HDFC Bank also introduced a credit-card payment system on gold coins, with a 2.5 per cent cash-back offer on HDFC credit card transactions.

Kotak Mahindra Bank reportedly achieved its target by selling 100 kg of gold coins during Akshaya Tritiya. The bank introduced a new range of gold coins, in 5-gm, 8-gm and 20-gm denominations.

These coins were in addition to the 50-gm and 100-gm coins available with the bank from the time Kotak Mahindra got into the business last October.

In order to promote its gold coin sales during Akshaya Tritya, the bank reached out to customers directly over the phone and offered 2-per cent discounts on gold prices across its 105 branches in the country.
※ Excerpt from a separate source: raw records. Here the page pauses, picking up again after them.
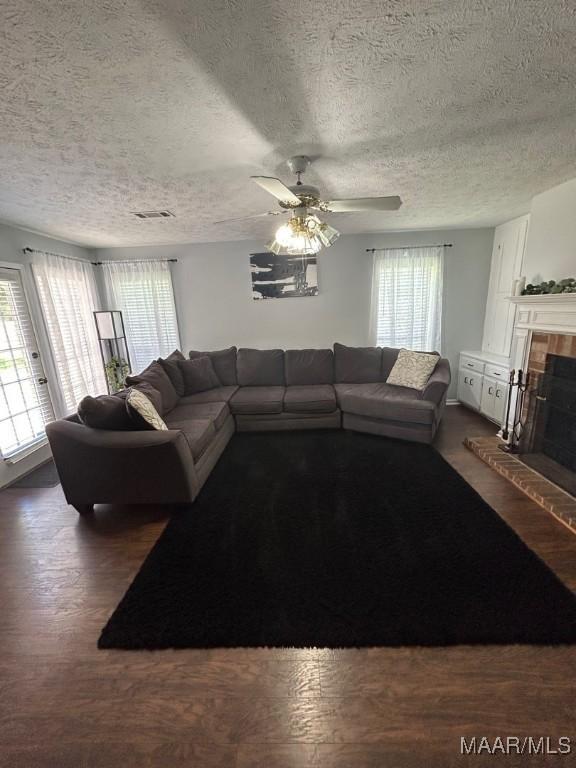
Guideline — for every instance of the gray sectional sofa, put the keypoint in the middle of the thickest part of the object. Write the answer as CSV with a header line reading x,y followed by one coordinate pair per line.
x,y
107,460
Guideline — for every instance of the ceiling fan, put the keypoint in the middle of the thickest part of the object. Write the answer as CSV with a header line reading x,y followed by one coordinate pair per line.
x,y
304,233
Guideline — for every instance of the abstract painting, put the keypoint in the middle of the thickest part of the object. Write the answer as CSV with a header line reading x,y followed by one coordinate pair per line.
x,y
282,277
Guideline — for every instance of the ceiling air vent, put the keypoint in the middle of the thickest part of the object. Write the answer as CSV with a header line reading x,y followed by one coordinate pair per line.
x,y
153,214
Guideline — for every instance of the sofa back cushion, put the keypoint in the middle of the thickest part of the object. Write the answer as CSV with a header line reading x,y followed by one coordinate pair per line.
x,y
389,357
172,370
357,365
260,367
199,375
309,366
224,362
104,412
157,378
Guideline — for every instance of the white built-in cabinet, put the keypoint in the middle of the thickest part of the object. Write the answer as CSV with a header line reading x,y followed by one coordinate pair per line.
x,y
483,375
483,383
505,271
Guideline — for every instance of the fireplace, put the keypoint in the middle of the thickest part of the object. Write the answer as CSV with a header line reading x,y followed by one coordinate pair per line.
x,y
548,442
The bank has set a target of 700 kg of gold sales for the year, says K V S Manian, group head, Retail Liabilities & Branch Banking.

Spot trade deferred

The Bombay Bullion Association (BBA) deferred the online gold sales it had planned to launch on April 19. Experts feel delivery issues have scuttled the BBA plans for now.

The T+2 delivery-basis system was to be launched on a BBA platform, the first of its kind in India, in technical collaboration with Financial Technologies (India). The exchange was planning to begin spot trading with 1-kg gold.

Despite the delay, a BBA member says the association will help anyone keen on trading in spot gold.